Giant hogweed is a fast-growing invasive plant. It mainly grows next to water, in damp meadows or on derelict land. It grows exclusively by seeds, which can be planted deliberately or carried by wind or water. It can cause harm to humans and animals and although not native to the UK, it is now widespread.

Do not touch Giant hogweed as the sap can cause painful burns and make your skin sensitive to strong sunlight. If you are affected by it, wash the area with soapy water and contact your doctor for advice.

 

How to identify Giant hogweed

Giant hogweed is easy to identify when fully grown by height, size of leaves and size of flowers. However, when not fully grown it can be easily confused with common hogweed and cow parsley. When identifying Giant hogweed, look out for:

  • white flower blooms
  • thick purple-reddish stem with many stiff white hairs
  • a height of up to 5m (15') tall when fully grown.

View more information on Icon for pdf identifying Giant hogweed [6.95MB]

 

What you should know

You should avoid contact with the plant as the sap can cause irritation to the skin.

It is the landowner's responsibility to control these plants. You must not allow it to spread to other people's land or property.
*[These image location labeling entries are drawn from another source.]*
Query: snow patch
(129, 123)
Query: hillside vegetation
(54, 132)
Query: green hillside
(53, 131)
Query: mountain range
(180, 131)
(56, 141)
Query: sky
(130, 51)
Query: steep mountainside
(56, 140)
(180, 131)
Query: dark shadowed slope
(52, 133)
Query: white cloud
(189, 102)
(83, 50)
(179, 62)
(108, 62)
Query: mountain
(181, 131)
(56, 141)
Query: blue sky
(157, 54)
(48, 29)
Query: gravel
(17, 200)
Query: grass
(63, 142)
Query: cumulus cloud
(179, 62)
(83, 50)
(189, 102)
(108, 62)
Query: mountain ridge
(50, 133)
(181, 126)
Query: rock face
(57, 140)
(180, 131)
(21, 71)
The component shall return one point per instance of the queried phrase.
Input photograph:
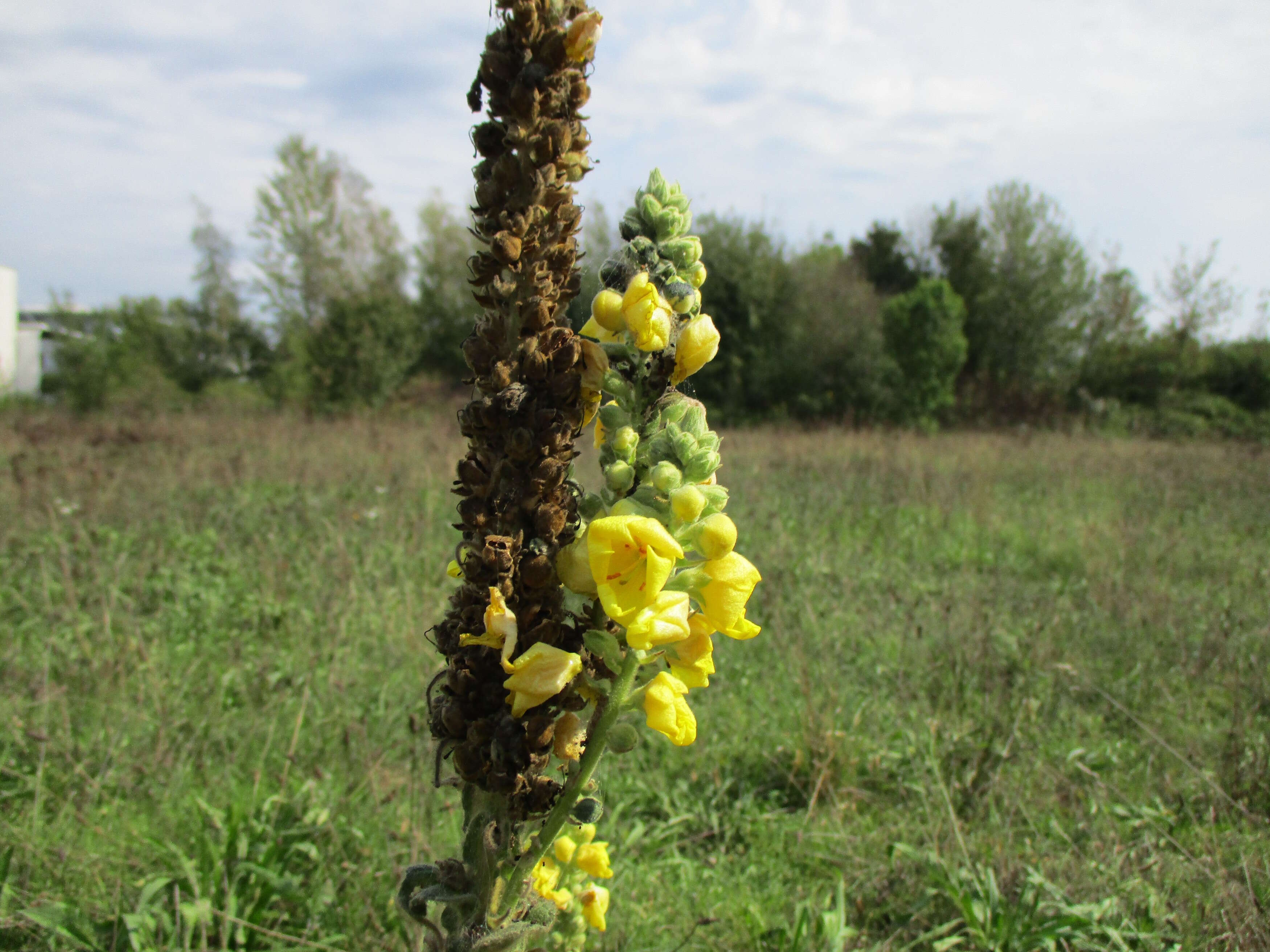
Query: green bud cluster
(656, 230)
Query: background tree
(1025, 282)
(320, 239)
(210, 338)
(1197, 302)
(322, 236)
(884, 258)
(926, 339)
(447, 312)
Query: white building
(26, 346)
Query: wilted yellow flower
(662, 622)
(573, 566)
(693, 659)
(667, 711)
(699, 343)
(723, 599)
(647, 314)
(583, 35)
(501, 630)
(606, 310)
(632, 558)
(564, 850)
(569, 739)
(539, 675)
(688, 503)
(717, 536)
(595, 906)
(592, 858)
(545, 878)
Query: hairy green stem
(597, 742)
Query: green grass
(1006, 683)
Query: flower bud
(583, 35)
(573, 566)
(681, 296)
(614, 418)
(623, 738)
(701, 466)
(699, 343)
(661, 188)
(667, 477)
(717, 536)
(670, 223)
(688, 503)
(620, 477)
(625, 440)
(685, 252)
(607, 310)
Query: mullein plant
(576, 615)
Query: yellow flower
(601, 433)
(569, 739)
(717, 536)
(539, 675)
(699, 343)
(688, 503)
(668, 713)
(592, 858)
(591, 329)
(632, 558)
(595, 906)
(573, 566)
(606, 310)
(648, 315)
(545, 878)
(564, 850)
(724, 597)
(665, 621)
(501, 629)
(583, 35)
(693, 662)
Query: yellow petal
(592, 858)
(662, 622)
(717, 536)
(667, 713)
(540, 675)
(632, 559)
(698, 346)
(732, 582)
(595, 906)
(564, 850)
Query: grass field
(1023, 671)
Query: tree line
(986, 313)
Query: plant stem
(596, 744)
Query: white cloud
(1146, 119)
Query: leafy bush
(926, 339)
(364, 351)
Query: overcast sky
(1147, 120)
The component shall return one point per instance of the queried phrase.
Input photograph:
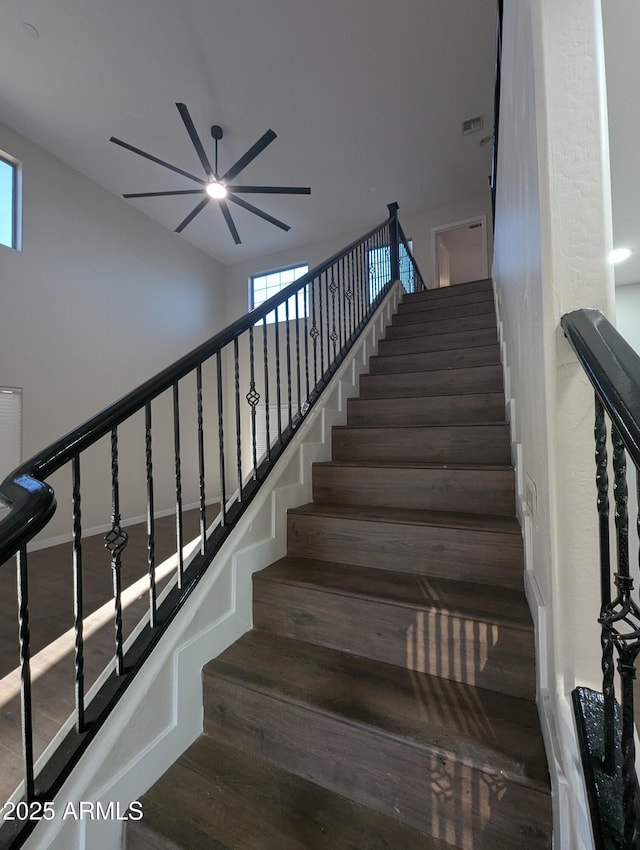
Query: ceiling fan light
(216, 190)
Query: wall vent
(472, 125)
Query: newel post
(394, 249)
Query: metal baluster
(201, 482)
(78, 604)
(288, 349)
(115, 541)
(236, 359)
(266, 385)
(298, 379)
(253, 397)
(25, 671)
(306, 340)
(223, 486)
(178, 468)
(151, 533)
(608, 687)
(314, 333)
(334, 333)
(276, 331)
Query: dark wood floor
(51, 629)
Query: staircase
(385, 698)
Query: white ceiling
(362, 93)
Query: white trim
(454, 225)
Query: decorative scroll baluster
(178, 469)
(253, 397)
(236, 364)
(115, 541)
(288, 350)
(201, 478)
(25, 671)
(266, 386)
(78, 604)
(223, 485)
(151, 533)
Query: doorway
(459, 252)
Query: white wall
(551, 241)
(99, 299)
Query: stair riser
(496, 657)
(444, 798)
(431, 360)
(458, 291)
(484, 491)
(409, 304)
(437, 342)
(478, 379)
(470, 444)
(443, 313)
(452, 553)
(431, 410)
(420, 327)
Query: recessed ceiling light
(618, 255)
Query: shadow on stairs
(385, 698)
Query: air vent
(472, 125)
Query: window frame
(273, 316)
(16, 205)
However, you do not have to remove it from your own land.

If you see Giant hogweed on private land such as a neighbouring property, a construction site or agricultural fields you should speak to the land owner in the first instance. To find out who owns a piece of land, visit HM Land Registry. We do not intervene in private cases.

You must not remove or dispose of Giant hogweed as it could cause the plant to spread, which is an offence.

You must not dispose of Giant hogweed in your green bin (garden waste) or take it to the tip (household recycling centre) as this is an offence, it must be disposed of as controlled waste.

If you find Giant hogweed on your own land you can view more information on preventing invasive species from spreading on the GOV.UK‚Äč website.
 

Giant hogweed on public land

If you have found Giant hogweed on public land, you must report it us.

Report weeds

Reports within council land will be investigated, and if found to be Japanese knotweed or Giant hogweed, it will be added to areas marked for treatment.

We aim to control invasive non-native species on our land, to support biodiversity and protect public health and property. Specifically, this targets Japanese knotweed and Giant hogweed as these are regarded as posing the greatest risk.

We make every effort to contain the spread of Giant hogweed on public land and ensure the area is safe as a matter of priority, once reported.

 

Japanese knotweed

Japanese knotweed is an invasive species of plant which spreads rapidly and overwhelms other plants. It is the fastest growing in the UK.

It can grow almost anywhere and causes serious problems, including loss of native plant species, structural damage (it can grow through asphalt and some other surfaces), reduction in land values and difficulty in obtaining mortgages.

 

Why is it a problem?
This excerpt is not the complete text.